On Thu, Apr 16, 2009 at 07:53:59AM -0400, Kyle Brandt
wrote:>
> On several of my servers I seem to have a high rate of server crashes do to
> file system errors. So I have some questions related to this:
>
> Is there any Mean Time Between Failure ( MTBF) data for the ext3
> file-system?
>
> Does increased partition size cause a higher risk of the partition being
> corrupted? If so, is there any data on the ratio between partition size and
> the likely hood of failure?
The probability of these sorts of filesystem problems is going to be
dominated by hardware induced corruptions --- so it's not going to
make a lot of sense to talk about MTBF failures without having a
specific hardware context in mind. If you have lousy memory, or a
lousy disk controller cable, or a cable connector which is loose then
corruptions will happen often. If you are are located some place
where there is a strong alpha particle source, then you will have a
much greater percentage chance of bit flips. If you use ECC memory,
and do very careful hardware selection, with enterprise-quality disks
that trade off disk capacity for a much stronger level of ECC codes,
then of course the MBTF will be much less.

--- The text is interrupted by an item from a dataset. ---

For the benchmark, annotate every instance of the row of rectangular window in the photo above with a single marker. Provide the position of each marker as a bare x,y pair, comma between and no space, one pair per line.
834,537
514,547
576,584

(For example, there was the imfamous story in the early 1990's when
Sun had a spate of bad memory; I think it was ultimately traced to
radioactive contamination of the ceramic materials used to make their
memory chips; this caused alpha particles to cause "bit flips" and
which had the result of making their customers rather antsy,
especially since Sun tried todeny there was even a problem for quite
some time.)
So if you are having a high rate of server crashes, the first thing I
would do is to make sure you have the latest distribution updates;
it's possible it's caused by a kernel bug that has since been fixed,
but it's somewhat unlikely. The next thing I would do is take one of
the machines that has been cashing off line, and try running a 36-48
hour memory test.
> Does ext3 on hardware raid (10) increase the possibility of file system
> corruption?
No, it shouldn't --- unless you have a buggy or otherwise dodgy
hardware raid controller.
- Ted